Es decir, el Estado mexicano ha llamado la atención a los ministros que han pedido no dar apoyo electoral a personajes o partidos políticos que hayan declarado o participado en decisiones que vulneran la dignidad humana o que atenten contra la figura matrimonial y familiar; algunos sacerdotes incluso llegaron a afirmar que todo actor político católico que haya participado en plena conciencia directa o indirectamente en estas acciones se encuentra en una excomunión ‘latae sententiae’.

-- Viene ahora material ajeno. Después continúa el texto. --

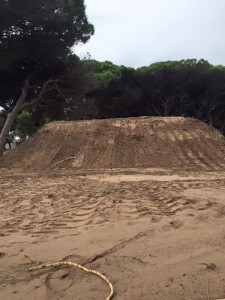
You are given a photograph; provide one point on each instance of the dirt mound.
(144, 142)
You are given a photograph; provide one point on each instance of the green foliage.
(106, 72)
(36, 39)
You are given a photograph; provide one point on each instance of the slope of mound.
(142, 142)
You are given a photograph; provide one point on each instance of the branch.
(45, 88)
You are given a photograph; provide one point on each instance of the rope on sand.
(59, 162)
(67, 263)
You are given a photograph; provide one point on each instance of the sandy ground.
(156, 234)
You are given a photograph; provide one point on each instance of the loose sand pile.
(143, 142)
(135, 203)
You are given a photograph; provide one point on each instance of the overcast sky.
(137, 33)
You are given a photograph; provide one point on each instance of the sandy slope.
(141, 200)
(145, 142)
(155, 235)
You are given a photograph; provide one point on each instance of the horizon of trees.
(37, 66)
(189, 88)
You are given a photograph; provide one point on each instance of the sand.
(155, 232)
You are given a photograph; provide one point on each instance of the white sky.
(137, 33)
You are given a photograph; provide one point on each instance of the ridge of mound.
(143, 142)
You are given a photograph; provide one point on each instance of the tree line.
(41, 80)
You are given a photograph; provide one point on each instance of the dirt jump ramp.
(143, 142)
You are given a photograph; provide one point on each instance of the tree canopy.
(36, 63)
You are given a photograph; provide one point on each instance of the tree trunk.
(13, 115)
(8, 125)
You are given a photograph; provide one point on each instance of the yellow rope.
(67, 263)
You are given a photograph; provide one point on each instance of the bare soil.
(139, 200)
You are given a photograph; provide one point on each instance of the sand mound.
(144, 142)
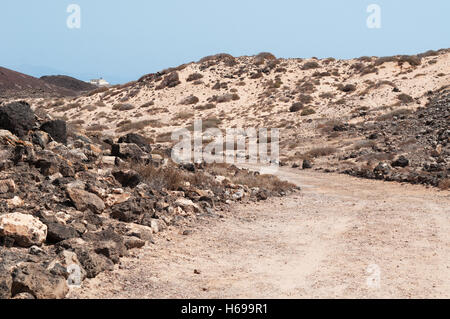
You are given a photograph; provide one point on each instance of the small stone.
(24, 229)
(7, 186)
(84, 200)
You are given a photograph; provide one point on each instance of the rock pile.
(416, 144)
(70, 208)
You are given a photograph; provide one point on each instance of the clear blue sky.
(122, 40)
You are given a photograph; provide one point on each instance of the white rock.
(14, 202)
(7, 186)
(26, 230)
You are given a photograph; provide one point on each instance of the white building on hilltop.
(99, 82)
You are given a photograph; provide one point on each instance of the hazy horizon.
(122, 41)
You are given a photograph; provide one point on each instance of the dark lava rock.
(35, 279)
(400, 162)
(5, 283)
(137, 139)
(127, 151)
(58, 232)
(306, 164)
(57, 129)
(18, 118)
(169, 81)
(128, 178)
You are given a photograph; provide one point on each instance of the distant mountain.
(17, 85)
(69, 83)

Y, sin embargo, hay que mencionar que lo ‘no negociable’ es antitético a la política. Es decir, la política es, en parte, el ejercicio de la negociación. La búsqueda del bien común –por lo menos en la realidad terrena– no es posible en los absolutos. Hoy, por ejemplo, algunos liderazgos católicos han decidido apoyar el proyecto político de una candidata que ha participado en reiteradas ocasiones en la promoción del aborto o a favor de la ideología de género (que contraviene el segundo principio del pontífice); y lo hacen en parte porque evidencian sus intereses particulares al despreciar profundamente otras opciones políticas o porque, sin decirlo, ahora consideran que Ratzinger quizá fue demasiado radical.
En todo caso, el papa Francisco advierte este permanente vaivén de intereses y del pragmatismo político del cual no se escapan incluso los propios creyentes. Quizá por eso recientemente ha mencionado que “la Iglesia no se puede identificar con ninguna organización, ni siquiera con aquellas que se califiquen y se sientan cristianas… no se puede exigir a la Iglesia o a sus símbolos eclesiales –dice el Papa– que se conviertan en mecanismos de actividad política”.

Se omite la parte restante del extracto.